Now, even the Republican candidates have taken up the cry, "Change!" We need "Change!" Even Hillary Clinton is crying, "Change!" Everyone wants change, right?
No. Not me.
Maybe you’ve heard: "The more things change, the more they stay the same." I don’t want things to stay the same. So, candidates--Democratic candidates--give that word change a rest. There’s a better word, one the Republicans can’t co-opt.
Maybe three years of presidential campaigning is wearing on me. The word change is boring. It’s not crisp. It doesn’t distinguish Democrats from Republicans. It’s become a punditry word.
What I’m not hearing in the presidential debate is the right word, the word that represents what this country really needs. That word is progress. Change ain’t good enough. We could change back to the kind of country we had before. We could go back to Reagan’s America. We could go back to Nixon’s America. We could even go back to Polk’s America. Would that satisfy you? No. No. I’m looking for progress. You are looking for progress. We want to progress (the verb); we want to have progress (the noun). I’m sick, already, of change and I want to see some progress, thank you.
And, our candidates should talk about it. Progress should be every third word that comes out of their mouth. Our candidates need to construct all their public pronouncements out of a noun, a verb and the word progress. Because that’s what Democrats stand for. Democrats, as opposed to Republicans, want progress.
This is what Democrats should be debating: What represents progress? How are we going to accomplish that progress? Who is going to be in favor of progress and who will resist it? How do we overcome that resistance? Which of our candidates are actually progressives and which of them are just going to change things so that they stay the same?

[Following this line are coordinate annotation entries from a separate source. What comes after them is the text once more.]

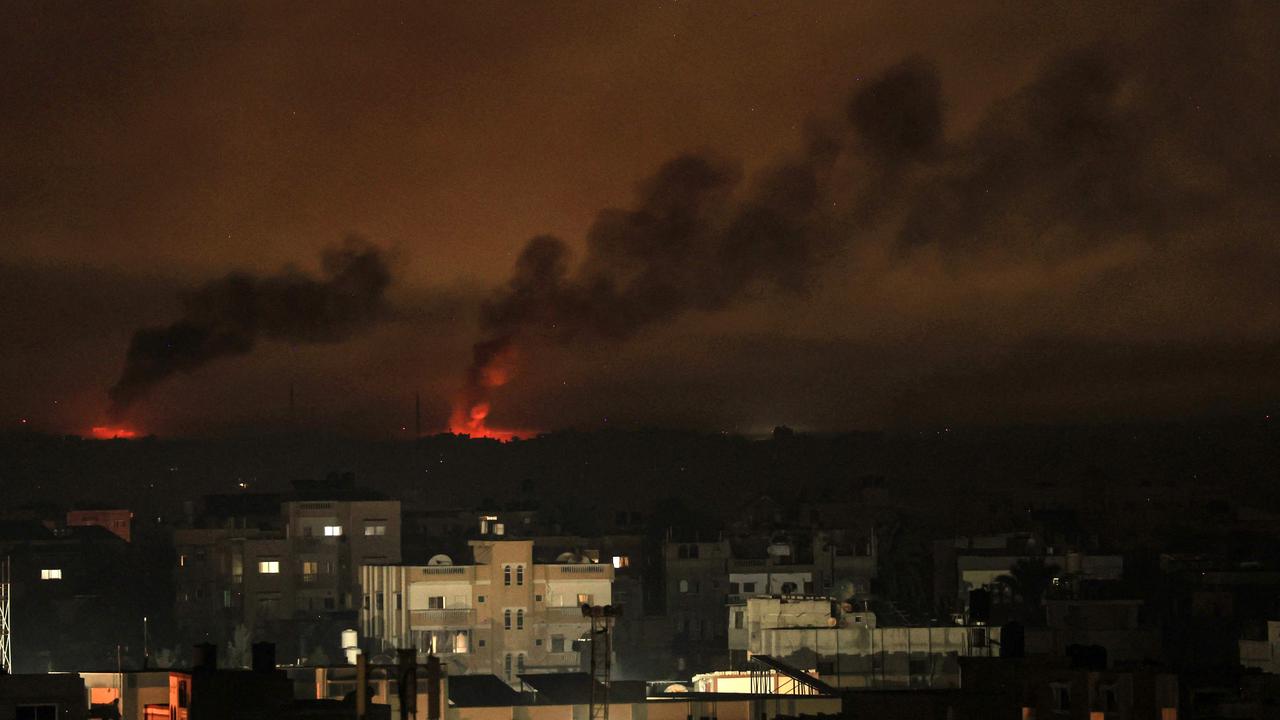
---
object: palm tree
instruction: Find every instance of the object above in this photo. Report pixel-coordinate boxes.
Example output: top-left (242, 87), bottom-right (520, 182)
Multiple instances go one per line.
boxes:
top-left (996, 557), bottom-right (1059, 620)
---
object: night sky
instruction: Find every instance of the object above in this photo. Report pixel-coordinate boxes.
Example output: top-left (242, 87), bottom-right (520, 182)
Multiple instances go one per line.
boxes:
top-left (0, 1), bottom-right (1280, 437)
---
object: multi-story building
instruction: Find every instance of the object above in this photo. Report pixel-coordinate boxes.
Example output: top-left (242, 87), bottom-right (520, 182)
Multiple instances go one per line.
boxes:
top-left (67, 510), bottom-right (133, 542)
top-left (174, 476), bottom-right (401, 659)
top-left (360, 539), bottom-right (614, 683)
top-left (728, 596), bottom-right (1001, 688)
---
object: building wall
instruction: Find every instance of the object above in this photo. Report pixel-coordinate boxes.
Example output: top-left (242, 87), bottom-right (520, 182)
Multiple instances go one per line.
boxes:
top-left (361, 541), bottom-right (613, 683)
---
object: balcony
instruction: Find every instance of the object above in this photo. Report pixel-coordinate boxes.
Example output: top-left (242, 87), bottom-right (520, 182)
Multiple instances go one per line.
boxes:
top-left (408, 607), bottom-right (476, 629)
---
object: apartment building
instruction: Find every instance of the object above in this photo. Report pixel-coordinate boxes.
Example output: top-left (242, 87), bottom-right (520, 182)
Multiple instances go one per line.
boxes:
top-left (360, 538), bottom-right (614, 683)
top-left (174, 479), bottom-right (401, 659)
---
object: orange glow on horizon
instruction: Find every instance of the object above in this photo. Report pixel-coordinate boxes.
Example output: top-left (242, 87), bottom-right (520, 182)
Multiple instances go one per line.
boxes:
top-left (90, 425), bottom-right (138, 439)
top-left (449, 400), bottom-right (536, 442)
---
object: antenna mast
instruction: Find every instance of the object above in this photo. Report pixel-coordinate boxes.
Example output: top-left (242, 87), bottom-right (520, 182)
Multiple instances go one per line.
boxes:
top-left (0, 555), bottom-right (13, 675)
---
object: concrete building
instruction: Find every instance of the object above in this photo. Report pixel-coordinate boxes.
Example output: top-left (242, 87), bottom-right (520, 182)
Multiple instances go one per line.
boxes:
top-left (174, 476), bottom-right (401, 664)
top-left (0, 673), bottom-right (88, 720)
top-left (730, 596), bottom-right (1001, 688)
top-left (67, 510), bottom-right (133, 542)
top-left (663, 539), bottom-right (732, 674)
top-left (360, 539), bottom-right (614, 683)
top-left (1240, 620), bottom-right (1280, 675)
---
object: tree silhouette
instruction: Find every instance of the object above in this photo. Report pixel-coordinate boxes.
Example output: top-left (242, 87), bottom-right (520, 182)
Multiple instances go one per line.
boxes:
top-left (996, 557), bottom-right (1059, 620)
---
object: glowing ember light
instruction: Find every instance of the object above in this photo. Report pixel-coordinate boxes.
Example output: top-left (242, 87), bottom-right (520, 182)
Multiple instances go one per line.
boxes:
top-left (90, 425), bottom-right (138, 439)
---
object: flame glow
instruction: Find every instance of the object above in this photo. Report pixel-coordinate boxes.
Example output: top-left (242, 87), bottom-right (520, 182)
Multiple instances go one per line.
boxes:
top-left (449, 340), bottom-right (534, 442)
top-left (90, 425), bottom-right (138, 439)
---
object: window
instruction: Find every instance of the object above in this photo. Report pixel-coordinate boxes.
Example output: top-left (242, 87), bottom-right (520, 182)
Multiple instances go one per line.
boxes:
top-left (14, 705), bottom-right (58, 720)
top-left (1050, 683), bottom-right (1071, 712)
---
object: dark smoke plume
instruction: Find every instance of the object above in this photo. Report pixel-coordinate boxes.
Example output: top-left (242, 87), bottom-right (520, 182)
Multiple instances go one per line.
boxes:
top-left (468, 4), bottom-right (1280, 417)
top-left (110, 238), bottom-right (390, 416)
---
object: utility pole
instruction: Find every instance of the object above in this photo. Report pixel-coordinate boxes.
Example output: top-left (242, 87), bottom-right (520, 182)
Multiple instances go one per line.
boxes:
top-left (0, 555), bottom-right (13, 674)
top-left (582, 603), bottom-right (622, 720)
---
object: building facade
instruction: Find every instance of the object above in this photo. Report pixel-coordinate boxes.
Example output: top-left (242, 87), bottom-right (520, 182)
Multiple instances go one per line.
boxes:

We are progressives. We don’t want regressive change, which is what the Republicans promise. We want to move forward, and that actually requires something more fundamental than change.
Change is, ultimately, superficial. That’s why Plus les choses changent, plus elles restent les mêmes. This election is about a great deal more than change, it’s about transformation. Transformation is a fundamental change, a change of being. We don’t just need change in Washington. We need a different country. We need a change in the heart of our country. We need a transformation into a new country. Our candidates, as progressives, should be calling on the people to step up to the plate and progress (the verb), step up and be the change they want to see.
First, a transformed country would be a leader in the world, not a bully. A leader doesn’t demand that others do as they are told. A leader provides an example and a plan that others want to sign up for. We’ve devolved into a bully, but we’ve been the leader of the world before. We’ve been there, done that and got the T-shirt. Why did we stop wearing it?
There were always people in this country that thought Americans were better than anyone else, especially after the last world war, when we fought all our foes to their knees and dictated surrender terms to our worst enemies. But they didn’t run the country. It wasn’t the way we officially treated others, and to the extent that anyone felt we treated them as second class, they had to know that this was frowned on by our government. It wasn’t until one of these yahoos got into the White House that anyone dared make it official U.S. policy. Progress in this case is returning to our principles. That means doing simple things like obeying international law. We need to let everyone in the world know that we are a player, not a gamer; we are not here to game the system to our own advantage.
Second, a transformed country would have a fair system, one in which every person can live up to their potential (and is encouraged to do so). It is not a country with a system rigged to favor a small class of people, a chosen few. That doesn’t mean that everyone automatically becomes a millionaire. It does mean that the barriers in the system are not artificial ones designed to favor one person over another.
Progress, in this case, is not going back to what we had before. It’s going ahead to a country where everyone is bought into fairness. There were always people in this country who thought that they were better than their fellow Americans, using one excuse or another. For a long time that was official policy, but it (thankfully) is no longer. Yet, until we all buy in to that policy, it will never be real. Sometimes doing the right thing is not easy, but it is simple. This is simple. We need to look at all people as equal, equal in an essentially moral way, not simplistically the same. That’s what I call progress, and it’s progress I want.
Third, a transformed country would produce a great standard of living across the board without damaging the environment. It would have a sustainable high standard of living. We’ve got the first part right on average, but the disparity in how that standard of living is distributed leaves a lot to desire, and the cost to the world is staggering in ways from destruction of species to climate change. We have to take responsibility for our use of the world and we haven’t been doing it.
Progress would mean a fundamental change in the way our people live. I will believe we have made that transformation when I see people giving up their emphasis on consumption in exchange for supporting a sustainable world. As long as the average American takes their big box car to the big box store to buy big boxes to take home to put in the great room in their big box house we are on the wrong track no matter who is President. Progress means a transformation has happened in what the country wants in its heart of hearts. I’m heartened that in that heart of hearts, in Iowa, it looks like the passionate have turned out in record numbers to say their piece on who should be the next President of the United States, and that they voted for progress, not just change.
None of these things are new in their ideals. In fact, one might argue that these goals were implicit in the founding of the country, or maybe they’ve developed over the last two centuries. But accomplishing the ideals and dreams of our people is exactly what constitutes progress.
Let’s bury that old word, change. Say it, progressives! Let us have progress, not change.